Reine des neiges, la chouette harfang se délocalise

Photographes amateurs et professionnels aiment aller sur ses traces. Car ce grand oiseau est très reconnaissable, la tête encapuchonnée d’une fourrure d’un blanc immaculé, d’où jaillissent des yeux de couleur jaune, fixes, ce qui l’oblige à regarder constamment autour de lui. C’est une vedette du Grand Nord. Or, le voici qui migre, on ne sait trop d’ailleurs pourquoi.

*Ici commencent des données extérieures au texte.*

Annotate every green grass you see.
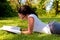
[0,17,60,40]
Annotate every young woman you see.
[18,5,60,34]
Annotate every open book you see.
[0,26,21,34]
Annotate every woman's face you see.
[18,13,27,20]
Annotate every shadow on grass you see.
[0,33,60,40]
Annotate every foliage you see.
[0,0,17,17]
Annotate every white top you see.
[28,14,51,34]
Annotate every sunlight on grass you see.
[0,17,60,40]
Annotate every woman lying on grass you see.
[18,5,60,34]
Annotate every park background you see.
[0,0,60,40]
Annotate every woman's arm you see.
[22,17,34,34]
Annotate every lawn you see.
[0,17,60,40]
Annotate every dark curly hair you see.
[18,5,37,16]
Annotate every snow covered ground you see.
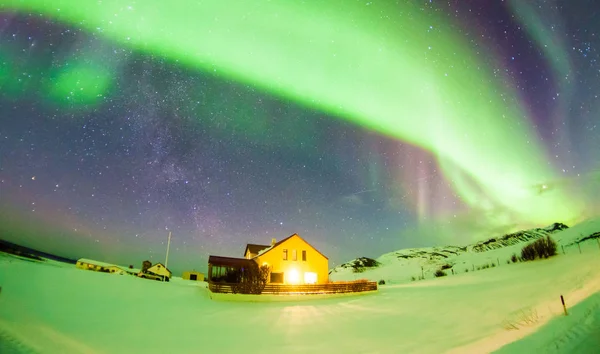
[0,221,600,353]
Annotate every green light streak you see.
[0,0,581,223]
[48,63,112,106]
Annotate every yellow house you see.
[181,270,204,281]
[252,234,329,284]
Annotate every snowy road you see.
[0,245,600,354]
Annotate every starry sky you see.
[0,0,600,273]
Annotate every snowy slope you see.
[329,219,600,284]
[0,227,600,354]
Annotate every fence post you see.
[560,295,569,316]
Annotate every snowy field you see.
[0,222,600,354]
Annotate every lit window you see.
[304,272,317,284]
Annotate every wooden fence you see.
[208,281,377,295]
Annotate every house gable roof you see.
[254,234,329,260]
[244,243,271,256]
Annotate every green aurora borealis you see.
[3,0,582,227]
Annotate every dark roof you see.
[244,243,271,256]
[208,256,254,267]
[257,234,329,259]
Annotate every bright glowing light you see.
[304,272,317,284]
[287,269,300,284]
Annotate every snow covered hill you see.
[329,220,600,284]
[0,220,600,354]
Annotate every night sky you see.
[0,0,600,272]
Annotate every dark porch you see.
[208,256,255,283]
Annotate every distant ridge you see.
[329,223,569,274]
[0,240,77,264]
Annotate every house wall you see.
[255,235,329,284]
[148,264,171,278]
[182,271,204,281]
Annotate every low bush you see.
[433,269,448,278]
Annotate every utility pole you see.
[163,231,171,281]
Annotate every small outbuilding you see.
[146,263,172,278]
[181,270,204,281]
[75,258,135,274]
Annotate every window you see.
[304,272,317,284]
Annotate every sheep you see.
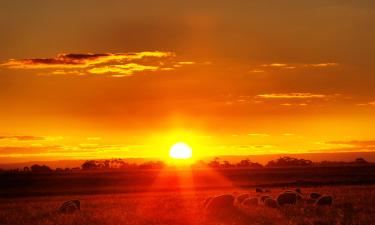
[310,192,322,199]
[203,197,212,207]
[315,195,333,206]
[276,191,302,206]
[59,200,81,213]
[206,194,234,213]
[264,198,279,209]
[260,195,272,203]
[242,198,258,206]
[264,189,271,193]
[236,194,250,203]
[305,198,316,204]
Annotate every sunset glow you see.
[169,143,193,159]
[0,0,375,163]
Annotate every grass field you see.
[0,168,375,225]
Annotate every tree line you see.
[0,156,375,173]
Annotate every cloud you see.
[325,140,375,152]
[357,101,375,106]
[0,51,195,77]
[0,136,45,141]
[247,133,270,137]
[256,92,327,99]
[254,62,339,73]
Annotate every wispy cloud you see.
[254,62,340,73]
[0,51,195,77]
[0,136,45,141]
[323,140,375,152]
[257,92,327,99]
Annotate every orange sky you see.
[0,0,375,163]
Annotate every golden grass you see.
[0,186,375,225]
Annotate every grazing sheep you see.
[236,194,250,203]
[260,195,272,203]
[264,198,279,209]
[276,191,302,206]
[59,200,81,213]
[305,198,316,204]
[242,198,258,206]
[315,195,333,206]
[203,197,212,207]
[310,192,322,199]
[206,194,234,213]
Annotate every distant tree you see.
[354,158,368,164]
[31,164,52,173]
[221,160,234,168]
[208,157,220,168]
[55,168,64,173]
[81,160,98,170]
[266,156,312,167]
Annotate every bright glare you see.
[169,142,193,159]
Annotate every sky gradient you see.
[0,0,375,163]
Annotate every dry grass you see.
[0,186,375,225]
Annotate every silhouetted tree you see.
[355,158,368,164]
[266,156,312,167]
[81,160,98,170]
[31,164,52,173]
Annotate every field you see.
[0,167,375,225]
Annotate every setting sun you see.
[169,142,193,159]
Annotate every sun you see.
[169,142,193,159]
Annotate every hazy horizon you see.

« America is owl crazy this year ! », l’Amérique est folle de rapaces nocturnes, note l’écologiste et journaliste Cornelia Carrier. Cet hiver, le Harfang des neiges a fait courir et jaser les ornithologues américains. Jamais, semble-t-il, il n’avait été tant vu, ni si loin au sud du pays. On l’a en repéré en nombre en effet « jusqu’en Caroline du Nord et en Oklahoma », relève-t-elle. Les scientifiques appellent cela une « irruption ». Denver Holt, chef de l’Institut de recherches sur les rapaces nocturnes du Montana, en perd son latin : « On attribue d’ordinaire ce phénomène à une chute brutale de la population de lemmings. Mais cette année, ce n’est pas le cas » ! Le lemming, c’est ce petit rongeur écervelé, pesant une centaine de grammes, qui pullule par milliards dans la toundra sous le tapis d’herbe et de mousse. Et qui, l’hiver, persiste à fouir sous la neige, au grand bonheur du harfang des neiges, l’un des rares rapaces à savoir chasser de jour comme de nuit. Lui est blanc pour mieux se fondre dans la neige. Elle est grise pour être moins visible au nid, souvent perché sur une touffe herbeuse dominant le permafrost inondé (sol gelé), qui fond en surface au printemps. Doublé de fin duvet, leur plumage tient chaud dans le froid polaire. Dès la mi-mai, quand vient la fonte, le couple copule et se partage la besogne. « Il semble, note la biologiste russe Irina Menyushina, que la vue des lemmings qui s’agitent sous leurs yeux déclenche leurs ardeurs. » Il chasse, plane en rase-mottes et fond sur sa proie en silence. Tandis qu’elle couve et dépèce les proies pour les petits. La densité des lemmings ayant explosé l’an dernier, les harfangs ont pu élever en moyenne sept petits par nid ! C’est peut-être pourquoi tant de juvéniles harfangs ont survécu et ont dû partir vers le Sud pour se nourrir…», selon Holt et ses collègues.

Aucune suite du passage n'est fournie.